In 1953, Stowe married Irving Strasmich. The couple became Quakers and changed their surname to Stowe in honor of Harriet Beecher Stowe, a pioneer abolitionist and noted author. The couple had two children, Robert (born 1955) and Barbara (born 1956). In 1961, the family moved to New Zealand to avoid supporting the American government's policies with their taxes. When France started its own nuclear tests in Polynesia, the Stowes relocated to Vancouver, British Columbia, Canada.

In 1968, with Jim and Mary Bohlen, the Stowes founded a group called the Don't Make a Wave Committee to protest announced U.S. nuclear bomb tests on Amchitka Island in Alaska. They chartered a fishing boat named Phyllis Cormack, renamed Greenpeace, to sail to the island.

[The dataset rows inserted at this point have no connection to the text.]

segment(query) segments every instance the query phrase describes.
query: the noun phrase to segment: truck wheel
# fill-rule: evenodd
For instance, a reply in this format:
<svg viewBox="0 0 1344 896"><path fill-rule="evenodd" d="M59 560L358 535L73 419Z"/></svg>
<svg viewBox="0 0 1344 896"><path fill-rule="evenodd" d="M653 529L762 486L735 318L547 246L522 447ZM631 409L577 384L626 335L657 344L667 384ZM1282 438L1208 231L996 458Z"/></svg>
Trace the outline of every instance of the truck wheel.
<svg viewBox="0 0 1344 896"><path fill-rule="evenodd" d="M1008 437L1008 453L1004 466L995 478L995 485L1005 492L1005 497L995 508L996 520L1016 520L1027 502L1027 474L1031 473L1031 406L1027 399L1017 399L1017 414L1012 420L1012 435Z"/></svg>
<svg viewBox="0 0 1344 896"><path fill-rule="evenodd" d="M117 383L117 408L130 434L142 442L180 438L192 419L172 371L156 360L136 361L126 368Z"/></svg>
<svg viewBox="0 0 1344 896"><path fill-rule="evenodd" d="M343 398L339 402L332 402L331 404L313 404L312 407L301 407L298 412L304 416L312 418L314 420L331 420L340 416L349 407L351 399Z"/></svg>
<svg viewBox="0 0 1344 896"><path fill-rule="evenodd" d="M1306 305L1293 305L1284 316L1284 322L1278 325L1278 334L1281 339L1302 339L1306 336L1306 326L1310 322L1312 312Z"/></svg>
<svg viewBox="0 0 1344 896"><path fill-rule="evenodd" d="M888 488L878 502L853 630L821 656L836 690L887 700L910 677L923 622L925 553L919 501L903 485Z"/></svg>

The boat was intercepted by the United States Coast Guard, but the resulting publicity helped bring about the cancellation of the tests. In 1972, Stowe and the other co-founders changed their group's name to Greenpeace. While not as publicly visible as some other members of Greenpeace, she worked hard as a behind-the-scenes organizer. In 2005, when Irish rock band U2 played a concert in Vancouver, they invited Stowe, and Bono dedicated the song "Original of the Species" to her.

Stowe died in Vancouver at UBC Hospital on July 23, 2010, at the age of 89. Her death came just weeks after the death of fellow Greenpeace co-founder Jim Bohlen. Stowe was predeceased by her husband Irving, who died of cancer in 1974.